Funding: This award was funded by the National Institute for Health and Care Research (NIHR) Health Technology Assessment programme (NIHR award ref: NIHR127454) and will be published in full in Health Technology Assessment; Vol. 28, No. 20. See the NIHR Funding and Awards website for further award information.
Keywords: COST-BENEFIT ANALYSIS; ECONOMIC; FEASIBILITY STUDIES; MODELS; RISK FACTORS; THROMBOPROPHYLAXIS; VENOUS THROMBOEMBOLISM.
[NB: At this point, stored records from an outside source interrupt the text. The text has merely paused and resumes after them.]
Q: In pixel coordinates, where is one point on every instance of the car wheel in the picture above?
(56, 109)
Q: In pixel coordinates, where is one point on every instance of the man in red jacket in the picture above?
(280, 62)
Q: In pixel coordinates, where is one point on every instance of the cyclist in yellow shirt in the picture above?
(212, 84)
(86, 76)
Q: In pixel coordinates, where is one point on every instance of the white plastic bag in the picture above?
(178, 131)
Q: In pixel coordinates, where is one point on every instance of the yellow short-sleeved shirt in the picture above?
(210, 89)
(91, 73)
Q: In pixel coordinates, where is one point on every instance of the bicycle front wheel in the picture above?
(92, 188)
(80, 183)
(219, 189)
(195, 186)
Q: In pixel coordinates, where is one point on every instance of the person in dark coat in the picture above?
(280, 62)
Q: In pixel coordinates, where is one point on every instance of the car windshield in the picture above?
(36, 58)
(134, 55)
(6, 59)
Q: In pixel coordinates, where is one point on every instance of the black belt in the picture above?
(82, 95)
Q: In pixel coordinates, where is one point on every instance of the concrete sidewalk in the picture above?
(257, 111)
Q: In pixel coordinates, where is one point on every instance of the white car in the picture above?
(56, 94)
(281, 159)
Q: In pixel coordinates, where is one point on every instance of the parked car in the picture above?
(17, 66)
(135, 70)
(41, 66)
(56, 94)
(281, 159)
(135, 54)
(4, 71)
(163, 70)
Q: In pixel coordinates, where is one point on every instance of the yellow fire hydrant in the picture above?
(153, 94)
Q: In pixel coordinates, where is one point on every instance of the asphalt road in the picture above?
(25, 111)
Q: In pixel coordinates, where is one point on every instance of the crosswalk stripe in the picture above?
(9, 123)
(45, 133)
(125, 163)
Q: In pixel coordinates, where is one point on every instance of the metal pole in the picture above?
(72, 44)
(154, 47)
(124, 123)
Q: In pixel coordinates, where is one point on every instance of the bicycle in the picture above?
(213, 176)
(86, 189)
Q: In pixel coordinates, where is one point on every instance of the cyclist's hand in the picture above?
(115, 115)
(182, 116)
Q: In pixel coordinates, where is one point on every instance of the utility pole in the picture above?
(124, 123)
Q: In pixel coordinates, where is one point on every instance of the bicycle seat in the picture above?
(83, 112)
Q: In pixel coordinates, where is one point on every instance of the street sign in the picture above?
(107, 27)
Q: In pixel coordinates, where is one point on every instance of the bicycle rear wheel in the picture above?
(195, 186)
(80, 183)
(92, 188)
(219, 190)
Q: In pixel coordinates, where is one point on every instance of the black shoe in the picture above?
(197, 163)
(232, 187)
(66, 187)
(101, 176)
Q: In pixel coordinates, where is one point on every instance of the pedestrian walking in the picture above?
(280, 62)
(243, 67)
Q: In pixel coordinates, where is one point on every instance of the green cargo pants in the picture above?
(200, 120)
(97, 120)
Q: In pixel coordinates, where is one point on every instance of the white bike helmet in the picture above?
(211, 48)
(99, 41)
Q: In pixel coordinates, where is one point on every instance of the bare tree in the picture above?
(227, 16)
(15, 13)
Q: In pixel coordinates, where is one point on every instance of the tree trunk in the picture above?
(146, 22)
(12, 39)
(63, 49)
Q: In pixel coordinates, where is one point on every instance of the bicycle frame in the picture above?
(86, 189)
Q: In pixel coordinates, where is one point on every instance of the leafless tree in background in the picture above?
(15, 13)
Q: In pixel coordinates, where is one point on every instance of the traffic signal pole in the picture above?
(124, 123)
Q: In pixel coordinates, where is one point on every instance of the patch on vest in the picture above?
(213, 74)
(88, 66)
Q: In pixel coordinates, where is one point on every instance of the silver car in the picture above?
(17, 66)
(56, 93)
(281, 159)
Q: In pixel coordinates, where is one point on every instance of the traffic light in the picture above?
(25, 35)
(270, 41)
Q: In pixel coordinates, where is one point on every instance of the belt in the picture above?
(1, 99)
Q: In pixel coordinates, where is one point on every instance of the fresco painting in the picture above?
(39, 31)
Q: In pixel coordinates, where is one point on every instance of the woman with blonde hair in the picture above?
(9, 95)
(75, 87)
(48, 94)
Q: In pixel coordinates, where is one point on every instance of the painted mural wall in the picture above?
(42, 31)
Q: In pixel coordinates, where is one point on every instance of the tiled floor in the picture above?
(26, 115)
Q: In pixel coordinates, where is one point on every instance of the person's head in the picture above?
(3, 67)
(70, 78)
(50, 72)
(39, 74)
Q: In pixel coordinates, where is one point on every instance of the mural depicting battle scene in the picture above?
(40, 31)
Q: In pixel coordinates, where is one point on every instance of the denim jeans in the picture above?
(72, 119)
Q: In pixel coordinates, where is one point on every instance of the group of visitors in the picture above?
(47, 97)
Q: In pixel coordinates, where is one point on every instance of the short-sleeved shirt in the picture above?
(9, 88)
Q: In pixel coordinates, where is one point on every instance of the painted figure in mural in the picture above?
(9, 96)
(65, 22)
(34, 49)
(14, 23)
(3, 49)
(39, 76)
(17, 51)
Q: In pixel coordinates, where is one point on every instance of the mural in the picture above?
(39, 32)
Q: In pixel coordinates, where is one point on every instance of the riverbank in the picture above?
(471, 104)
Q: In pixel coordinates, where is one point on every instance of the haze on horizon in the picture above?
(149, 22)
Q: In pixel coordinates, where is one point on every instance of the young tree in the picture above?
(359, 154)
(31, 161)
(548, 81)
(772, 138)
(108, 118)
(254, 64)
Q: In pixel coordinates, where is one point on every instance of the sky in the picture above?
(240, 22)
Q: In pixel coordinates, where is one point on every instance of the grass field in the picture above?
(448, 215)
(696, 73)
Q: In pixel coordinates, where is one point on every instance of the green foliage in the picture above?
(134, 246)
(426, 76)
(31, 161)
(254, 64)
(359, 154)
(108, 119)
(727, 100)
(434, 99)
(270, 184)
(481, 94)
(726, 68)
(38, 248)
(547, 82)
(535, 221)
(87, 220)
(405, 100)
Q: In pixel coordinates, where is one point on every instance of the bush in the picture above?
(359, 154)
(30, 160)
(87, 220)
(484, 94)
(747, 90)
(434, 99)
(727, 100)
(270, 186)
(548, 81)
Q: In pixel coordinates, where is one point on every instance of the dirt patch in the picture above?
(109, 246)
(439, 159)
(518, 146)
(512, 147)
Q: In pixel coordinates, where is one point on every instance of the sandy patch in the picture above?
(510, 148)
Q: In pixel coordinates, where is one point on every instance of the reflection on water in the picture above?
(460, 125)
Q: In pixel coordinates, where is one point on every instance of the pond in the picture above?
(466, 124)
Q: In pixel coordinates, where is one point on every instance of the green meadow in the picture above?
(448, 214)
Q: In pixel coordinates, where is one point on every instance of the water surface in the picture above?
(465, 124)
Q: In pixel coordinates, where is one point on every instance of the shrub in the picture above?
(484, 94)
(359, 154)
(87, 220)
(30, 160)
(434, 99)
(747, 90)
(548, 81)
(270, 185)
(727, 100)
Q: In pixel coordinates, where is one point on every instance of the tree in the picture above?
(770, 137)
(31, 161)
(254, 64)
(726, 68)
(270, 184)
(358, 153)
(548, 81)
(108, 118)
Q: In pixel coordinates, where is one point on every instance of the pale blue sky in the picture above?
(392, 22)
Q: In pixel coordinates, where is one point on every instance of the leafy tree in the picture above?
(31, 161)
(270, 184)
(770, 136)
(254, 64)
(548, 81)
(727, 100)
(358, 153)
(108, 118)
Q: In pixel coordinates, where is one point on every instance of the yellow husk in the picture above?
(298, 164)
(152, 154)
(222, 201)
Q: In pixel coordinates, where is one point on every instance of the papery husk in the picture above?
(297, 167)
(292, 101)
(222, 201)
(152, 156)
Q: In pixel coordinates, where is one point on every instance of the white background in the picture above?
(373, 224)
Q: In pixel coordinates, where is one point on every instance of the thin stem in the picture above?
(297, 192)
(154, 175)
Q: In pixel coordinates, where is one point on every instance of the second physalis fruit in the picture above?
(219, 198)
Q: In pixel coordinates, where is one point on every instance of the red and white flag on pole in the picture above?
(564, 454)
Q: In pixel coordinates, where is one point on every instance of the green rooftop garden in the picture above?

People who are admitted to hospital are at risk of blood clots that can cause serious illness or death. Patients are often given low doses of blood-thinning drugs to reduce this risk. However, these drugs can cause side effects, such as bleeding. Hospitals currently use complex risk assessment models (risk scores, which usually include patient, disease, mobility and intervention factors) to determine the individual risk of blood clots and identify people most likely to benefit from blood-thinning drugs. There are a lot of different risk scores and we do not know which one is best. We also do not know how these scores compare to each other or whether using scores to decide who should get blood-thinning drugs provides good value for money to the NHS. We reviewed all previous studies of risk scores. We found that they did not predict blood clots very well and we could not recommend one score over another. We then created a mathematical model to simulate the use of blood-thinning drugs in people admitted to hospital. The model suggested that giving blood-thinning drugs to everyone who could have them would probably provide the best value for money, in medical patients. Our findings were the same, but less certain, for surgical patients. We also collected information from four NHS hospitals to explore possibilities for future research. Our work showed that routinely collected electronic data on blood clots and bleeding events is not very accurate and that using different scores could result in variable use of blood-thinning medications. Our findings suggest that it may be better value to the NHS and better for patients if we were to offer blood-thinning medications to everyone on admission to hospital, without using any risk score. However, this approach needs further research to ensure it is safe and effective. Such research would not be able to rely on routine electronic data to identify blood clots or bleeding events, in isolation.